Publishing this around the time of Google Cloud NEXT 2025, so scan for exciting news from that event this week (and say HI if you run into me there)! This post dives into one of the newer capabilities of the Gemini 2.0 Flash model, continuing the conversation from where we left off after looking at its audio generation capabilities. By the end of this post, you'll know how to use the Gemini API (via Google AI) for (simple) image generation.

Build with Gemini

Introduction

Thanks for stopping by my blog covering how to use Google APIs from Python (and sometimes Node.js). While there's much hype today around AI agents, MCP, and fine-tuning open models like Gemma, there are occasions where it's more efficient and cost-effective to access a big name proprietary LLM like Gemini, an all-purpose multimodal model.

For image generation, there are even more choices, considering there are dedicated AI programs for this purpose, like Midjourney, DALL-E, and Stable Diffusion. The main issue for developers with these is that API access isn't straightforward.

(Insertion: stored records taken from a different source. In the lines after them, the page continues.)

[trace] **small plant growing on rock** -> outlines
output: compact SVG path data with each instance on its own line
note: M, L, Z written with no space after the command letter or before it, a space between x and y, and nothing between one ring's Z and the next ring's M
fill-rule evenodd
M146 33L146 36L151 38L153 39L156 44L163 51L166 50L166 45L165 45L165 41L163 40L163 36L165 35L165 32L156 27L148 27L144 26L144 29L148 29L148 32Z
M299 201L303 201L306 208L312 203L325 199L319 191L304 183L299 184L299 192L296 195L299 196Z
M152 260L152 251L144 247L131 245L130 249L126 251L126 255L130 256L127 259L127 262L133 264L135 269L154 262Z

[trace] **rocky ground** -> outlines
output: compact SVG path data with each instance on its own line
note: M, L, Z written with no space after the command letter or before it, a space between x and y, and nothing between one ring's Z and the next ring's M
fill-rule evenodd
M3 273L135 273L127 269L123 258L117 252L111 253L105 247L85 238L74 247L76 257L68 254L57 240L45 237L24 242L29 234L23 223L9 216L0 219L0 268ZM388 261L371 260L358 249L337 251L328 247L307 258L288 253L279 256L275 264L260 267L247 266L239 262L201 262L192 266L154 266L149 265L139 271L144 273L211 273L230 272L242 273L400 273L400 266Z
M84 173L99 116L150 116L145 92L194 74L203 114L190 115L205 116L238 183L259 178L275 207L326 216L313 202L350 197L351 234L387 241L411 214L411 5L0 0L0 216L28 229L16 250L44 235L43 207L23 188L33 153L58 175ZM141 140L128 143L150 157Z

There may not be an API, requiring you to use an app, and most importantly, it's unlikely to be free. Even Google's higher-quality Imagen model isn't free to use.

Perhaps you're new to AI or wish to experiment with the Gemini API before integrating into an application. Using the Gemini API from Google AI is the best way for you to get started and get familiar with using the API. The free tier is also a great benefit. Then you can consider moving any relevant work over to Google Cloud/GCP Vertex AI for production.

Rather than strictly being an end-user of ChatGPT or Gemini, accessing LLMs programmatically via API allows you to automate processes as well as integrate AI capabilities into your applications. For the purposes of this post, if you're already using the Gemini API, whether text input, multimodal input, or audio generation, you might as well add image generation to your skillset. And if you're completely new to AI or accessing Gemini via API, any of these posts will get you started!

Prerequisites

Check these two boxes off before looking at code:

  1. Create API key
  2. Install required packages

Create API key

Create an API key (if you don't already have one). Then save it via one of these options:

  • Assign API key to GOOGLE_API_KEY environment variable (easiest, and simplifies your code), or
  • Save as GOOGLE_API_KEY = 'YOUR_API_KEY' locally to settings.py (Python) or .env (Node.js)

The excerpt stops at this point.